The Opposition gatherings will hold dissents the nation over by watching "Jan Aakrosh Diwas", he said. 

Attacking the Modi government, he said financial action has at any rate ground to a halt since November 9. 

Asked what will be the Opposition's procedure in Parliament, Mr Ramesh said a debate will happen if the Prime Minister takes an interest in it. 

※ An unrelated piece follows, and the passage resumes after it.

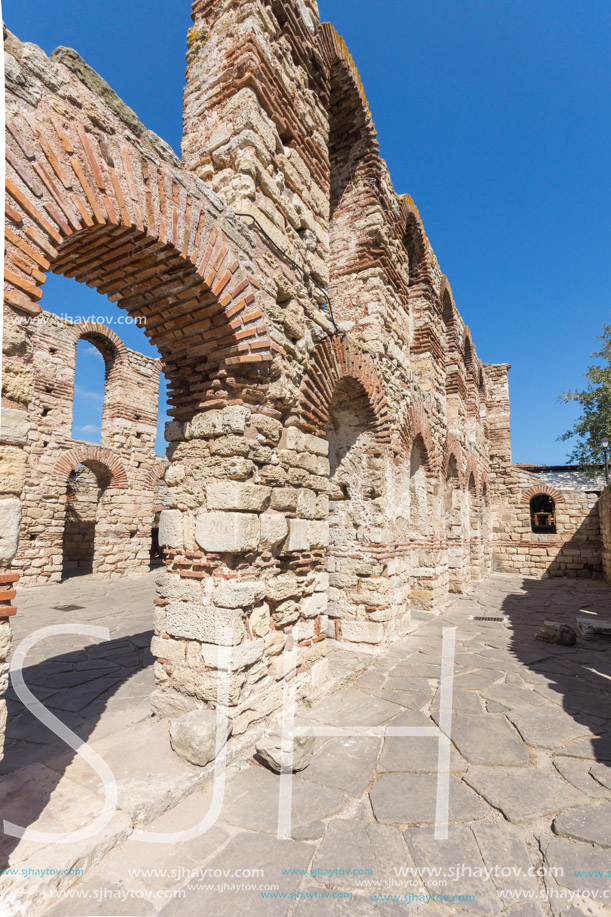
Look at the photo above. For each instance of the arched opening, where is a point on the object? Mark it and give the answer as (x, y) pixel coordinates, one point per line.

The Congress pioneer likewise scrutinized government's readiness to acquire new coin notes, saying that as per assessments, it might take up to 250 days to print new notes and bring economy back on the track. 

He likewise censured the Prime Minister's require a "cashless" or "lesscash" society, saying that in India, a lion's share of individuals utilize money for day by day exchanges." 

"Such things take time and cannot be forced by giving shocks," Mr Ramesh said.